Groundwater provides the drinking water for 90 percent of the people in New Mexico. For that reason, whether the recently adopted regulation that addresses groundwater pollution by copper mines (commonly referred to as “the Copper Rule”) adequately protects New Mexico’s groundwater is a very significant issue.

Officials of the New Mexico Environment Department, including its new Secretary, Ryan Flynn, have attempted to defend the Copper Rule by asserting that it is the most protective regulation in the country.

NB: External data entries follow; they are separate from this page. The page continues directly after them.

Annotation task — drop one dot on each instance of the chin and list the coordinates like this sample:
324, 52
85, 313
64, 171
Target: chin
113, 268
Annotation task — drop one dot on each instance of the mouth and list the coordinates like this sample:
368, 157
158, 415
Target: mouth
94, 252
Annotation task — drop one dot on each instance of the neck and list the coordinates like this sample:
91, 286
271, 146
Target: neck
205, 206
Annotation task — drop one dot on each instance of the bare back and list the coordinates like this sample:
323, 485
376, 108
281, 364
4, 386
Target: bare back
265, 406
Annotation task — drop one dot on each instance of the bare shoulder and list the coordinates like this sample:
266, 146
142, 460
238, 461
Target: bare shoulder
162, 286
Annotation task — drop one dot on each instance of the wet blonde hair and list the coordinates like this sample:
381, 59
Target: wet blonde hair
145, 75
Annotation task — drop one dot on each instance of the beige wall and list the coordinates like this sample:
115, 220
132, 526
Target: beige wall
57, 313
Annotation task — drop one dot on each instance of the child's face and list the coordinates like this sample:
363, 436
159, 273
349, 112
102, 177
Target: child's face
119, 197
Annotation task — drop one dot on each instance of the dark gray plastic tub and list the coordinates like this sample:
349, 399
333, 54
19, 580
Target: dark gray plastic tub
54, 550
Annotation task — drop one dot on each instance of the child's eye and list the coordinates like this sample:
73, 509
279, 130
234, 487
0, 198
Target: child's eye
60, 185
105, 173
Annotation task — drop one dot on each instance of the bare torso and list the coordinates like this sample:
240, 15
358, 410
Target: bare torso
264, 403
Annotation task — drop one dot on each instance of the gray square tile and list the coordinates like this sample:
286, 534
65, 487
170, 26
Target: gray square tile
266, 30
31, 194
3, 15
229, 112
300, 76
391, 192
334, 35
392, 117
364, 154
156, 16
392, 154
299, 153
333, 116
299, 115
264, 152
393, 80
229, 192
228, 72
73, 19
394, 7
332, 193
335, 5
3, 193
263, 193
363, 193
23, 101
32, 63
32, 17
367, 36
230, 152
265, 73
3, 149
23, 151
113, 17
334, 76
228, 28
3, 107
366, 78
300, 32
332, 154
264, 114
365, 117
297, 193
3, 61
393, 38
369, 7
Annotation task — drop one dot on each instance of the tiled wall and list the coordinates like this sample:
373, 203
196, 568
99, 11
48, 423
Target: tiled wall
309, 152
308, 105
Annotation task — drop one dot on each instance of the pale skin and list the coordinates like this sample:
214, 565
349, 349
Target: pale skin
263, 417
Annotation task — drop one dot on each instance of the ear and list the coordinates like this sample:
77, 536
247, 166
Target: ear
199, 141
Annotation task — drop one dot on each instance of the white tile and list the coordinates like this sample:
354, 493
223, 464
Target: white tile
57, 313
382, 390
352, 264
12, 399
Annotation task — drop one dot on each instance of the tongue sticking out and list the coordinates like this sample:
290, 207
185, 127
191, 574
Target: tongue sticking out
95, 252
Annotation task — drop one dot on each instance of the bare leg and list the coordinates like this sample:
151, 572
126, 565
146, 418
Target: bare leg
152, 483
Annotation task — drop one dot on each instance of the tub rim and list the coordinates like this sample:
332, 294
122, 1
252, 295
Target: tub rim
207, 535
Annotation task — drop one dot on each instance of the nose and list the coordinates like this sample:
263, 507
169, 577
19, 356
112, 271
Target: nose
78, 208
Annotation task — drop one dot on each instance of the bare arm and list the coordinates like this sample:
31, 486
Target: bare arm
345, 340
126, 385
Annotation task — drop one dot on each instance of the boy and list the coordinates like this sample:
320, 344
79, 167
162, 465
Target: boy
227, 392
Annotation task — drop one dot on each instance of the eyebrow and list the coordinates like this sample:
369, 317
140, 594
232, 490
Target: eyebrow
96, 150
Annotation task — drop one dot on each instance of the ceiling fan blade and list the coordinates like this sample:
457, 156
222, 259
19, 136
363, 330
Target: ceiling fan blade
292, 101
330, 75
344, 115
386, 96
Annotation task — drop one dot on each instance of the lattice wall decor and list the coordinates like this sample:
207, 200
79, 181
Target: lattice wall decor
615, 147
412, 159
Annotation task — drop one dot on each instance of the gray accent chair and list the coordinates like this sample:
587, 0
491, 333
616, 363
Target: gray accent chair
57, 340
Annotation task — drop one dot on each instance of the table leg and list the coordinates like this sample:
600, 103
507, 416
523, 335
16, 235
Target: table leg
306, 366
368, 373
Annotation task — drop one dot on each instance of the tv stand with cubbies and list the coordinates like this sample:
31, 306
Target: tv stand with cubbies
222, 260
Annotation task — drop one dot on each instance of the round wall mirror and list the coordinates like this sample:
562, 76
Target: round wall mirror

That assertion is not accurate.

The Rule provides less protection than comparable laws in Arizona and Nevada, where copper is also mined.

For example:

  • Arizona law expressly prohibits pollution that may impair present or future uses of groundwater. The Copper Rule does not.
  • Arizona law imposes strict limits on pollution that does not impair present or future uses of groundwater. Arizona law requires that pollution by “hazardous substances” be limited to the footprint of the mine waste dump and that pollution by “non-hazardous substances” be limited to the area within the mine property or within 750 feet of the pollution source, whichever is smaller. The Copper Rule places no limit on how far groundwater pollution caused by a mine can spread.
  • Nevada prohibits pollution of all waters of the state. The Copper Rule does not.
  • Nevada law requires that groundwater pollution be cleaned up within 30 years. The Copper Rule allows pollution to remain forever.

For these and other reasons, the assertions by the department and Flynn that the Copper Rule provides the most stringent protection for groundwater in the country are simply not correct.

Moreover, the Copper Rule provides significantly less protection for groundwater than the regulations it replaced here in New Mexico.

The regulations in place before the Copper Rule was adopted expressly prohibited pollution of groundwater at any place of present or potential future use of the groundwater. The only possible exceptions occurred if the mine operators obtained variances.

Variances were granted on a case-by-case basis only if the mine operators proved all of the following: that meeting water quality standards posed an unreasonable burden; that the pollution would be abated within a reasonable time; and that the pollution would not impair any present or future use of groundwater.

Moreover, no variance could be granted unless a public hearing was held in which neighbors and other interested persons could participate, present their views and protect their water supplies from pollution.

In contrast, the Copper Rule expressly authorizes extensive groundwater pollution to continue forever at all existing and future open pit copper mines. And the Copper Rule makes no provision for a public process in which neighbors of a mine can protect the groundwater that they use.

The Copper Rule is a blank check to the copper mining industry drawn on New Mexico’s most precious resource, its groundwater.

The Environment Department and Flynn should admit this rather than continuing to misrepresent the rule and how it compares to laws in other states.

Also signed by Brian Shields, executive director of Amigos Bravos, and Allyson Siwik, executive director of the Gila Resources Information Project.